On Friday morning, at PS 9, coach Marquis Bethel, 25, watched over about 200 third-, fourth- and fifth-graders playing at exercise stations set up for four square, Switch (a game invented by Playworks), “one-shot basketball,” “three-line football,” a performing-arts stage, soccer and hula hoops.
Games aren’t compulsory. One girl read a book alone against a fence, while another section of the playground was dedicated to kids doing handstands and flips.
Before the program was introduced, PS 9 had segregated its playground into boys and girls sections over concerns about bullying and safety, Kilkenny said. When Playworks arrived four years ago, “they didn’t really know how to play,” said Kilkenny, explaining that kids knew the rules of basketball but didn’t know how to share a court.

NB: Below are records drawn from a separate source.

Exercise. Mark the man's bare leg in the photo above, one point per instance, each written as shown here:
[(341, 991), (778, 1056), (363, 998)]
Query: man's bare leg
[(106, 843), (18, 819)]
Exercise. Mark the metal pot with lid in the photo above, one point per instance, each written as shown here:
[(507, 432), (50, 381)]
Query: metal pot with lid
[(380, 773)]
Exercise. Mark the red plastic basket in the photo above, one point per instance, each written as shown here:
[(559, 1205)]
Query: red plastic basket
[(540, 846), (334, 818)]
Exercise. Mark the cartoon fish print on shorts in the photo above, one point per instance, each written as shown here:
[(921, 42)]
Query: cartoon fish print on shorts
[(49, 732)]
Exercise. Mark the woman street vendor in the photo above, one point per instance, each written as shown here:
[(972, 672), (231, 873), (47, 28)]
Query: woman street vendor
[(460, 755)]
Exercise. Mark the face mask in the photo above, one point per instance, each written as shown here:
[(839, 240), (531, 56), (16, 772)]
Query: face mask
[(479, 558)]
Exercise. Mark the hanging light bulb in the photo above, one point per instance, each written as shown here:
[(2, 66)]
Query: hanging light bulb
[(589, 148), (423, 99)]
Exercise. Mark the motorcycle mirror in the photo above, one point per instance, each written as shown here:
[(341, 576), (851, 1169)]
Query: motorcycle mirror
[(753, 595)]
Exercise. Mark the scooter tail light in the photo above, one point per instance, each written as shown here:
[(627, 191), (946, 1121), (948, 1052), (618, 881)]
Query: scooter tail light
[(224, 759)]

Bethel — who is treated like a rock star by students desperate for a high-five from him — says that if he sees kids being excluded, he will call them over to “come hang with coach” and they will together join a team game.
Playworks says it aims to ensure kids have fun, stay active, fight obesity, reduce bullying and keep focused when back in the classroom. Unsurprisingly, the Playworks program was developed in Berkeley, Calif. It’s now in 900 schools nationally.
Not all experts are sold on the fun police, with some saying adults constantly managing playtime can impede a child’s creative and emotional development. “Children need some sort of unorganized and unsupervised playtime, specifically because it stokes their imagination and allows them to create imaginary worlds,” said Erik P. Hoel, a Ph.D. candidate in neuroscience at the University of Wisconsin.
A child’s ability to create imaginary worlds — such as giving a doll its own back story or inhabiting a fantasy universe — can be an indicator of future creativity and intelligence, Hoel said. “If you go your whole life with imaginary life being given to you instead of you creating your own, there’s kind of a learned helplessness in terms of creativity,” Hoel told The Post.
Plus, there are social benefits to kid-led playtime. “It allows them to self-organize and deal with common group dynamics that go along with being human . . . There’s not always going to be a teacher around,” Hoel said.
Playworks puts full-time coaches only at schools in low-income areas. The programs are half-funded by the DOE, with the other half coming from the nonprofit’s donors. With a lack of private funding, about a dozen city public schools are on a waiting list to get a Playworks’ recess coach.